Data centers are engineered to avoid a “single point of failure.” When a facility loses power, it is usually due to a combination of failures. That was true at Rackspace, which experienced problems at multiple points in its power infrastructure. The incident was triggered when the breaker on the data center’s primary utility feed tripped, and the facility switched to generator power. The generators then failed to hold load properly.
“What we saw yesterday was a situation where the generators started fighting with one another on the bus,” Rackspace said of the generator challenges. “The generators were unable to get properly synchronized. Eventually, they failed in a cascading manner and we lost all of the generators. Each generator failed on a loss of excitation – an inability to maintain the magnetic field. But it was really the inability to get synchronized that created that fault.”

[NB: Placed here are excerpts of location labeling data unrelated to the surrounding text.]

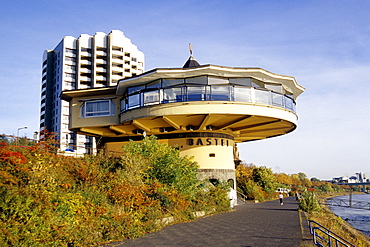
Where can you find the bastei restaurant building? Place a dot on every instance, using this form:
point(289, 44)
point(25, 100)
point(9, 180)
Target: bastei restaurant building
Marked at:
point(203, 110)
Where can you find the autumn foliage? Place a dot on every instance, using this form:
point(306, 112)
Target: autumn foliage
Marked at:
point(53, 200)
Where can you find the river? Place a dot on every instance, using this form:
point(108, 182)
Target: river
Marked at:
point(357, 218)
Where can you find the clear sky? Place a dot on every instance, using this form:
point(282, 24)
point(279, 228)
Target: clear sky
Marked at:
point(325, 45)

In an update Thursday afternoon, Rackspace said it would conduct maintenance early Friday morning on its main utility breaker and generators, which will mean shifting some customers to generator power from midnight until about 6 a.m.

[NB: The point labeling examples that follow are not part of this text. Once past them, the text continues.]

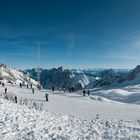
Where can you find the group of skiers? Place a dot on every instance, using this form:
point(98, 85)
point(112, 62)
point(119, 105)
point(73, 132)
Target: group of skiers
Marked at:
point(6, 91)
point(31, 86)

As a customer that spends nearly 5k per month with Rackspace, I expect a credit for the downtime. There is no excuse for what happened, we pay a premium for their service.
JasonPosted July 6th, 2009
Outages happen, nothing is ever fool proof, it seems that they have a pretty good idea of what went wrong and from the sounds of it – you’d never be able to reproduce it during normal drills and tests. If your site is so critical that it can’t go down – host it in two locations.
Jason: Outages do happen.
4 outages have happened in 30 days, all due to their power “redundancy” plan failing.
That is beyond reasonable.
yes, outages do happen.
But I have two questions:
1) When was the Outage detected in the Network Management system at Rackspace? An outage like this only shows that the Org has no NMS plan for managing its network. I would be interested to meet Mr Napier, and explain the technologies which could have been put in place for ensuring service availability in such scenarios.
2) Where was the BCP plan for a power outage?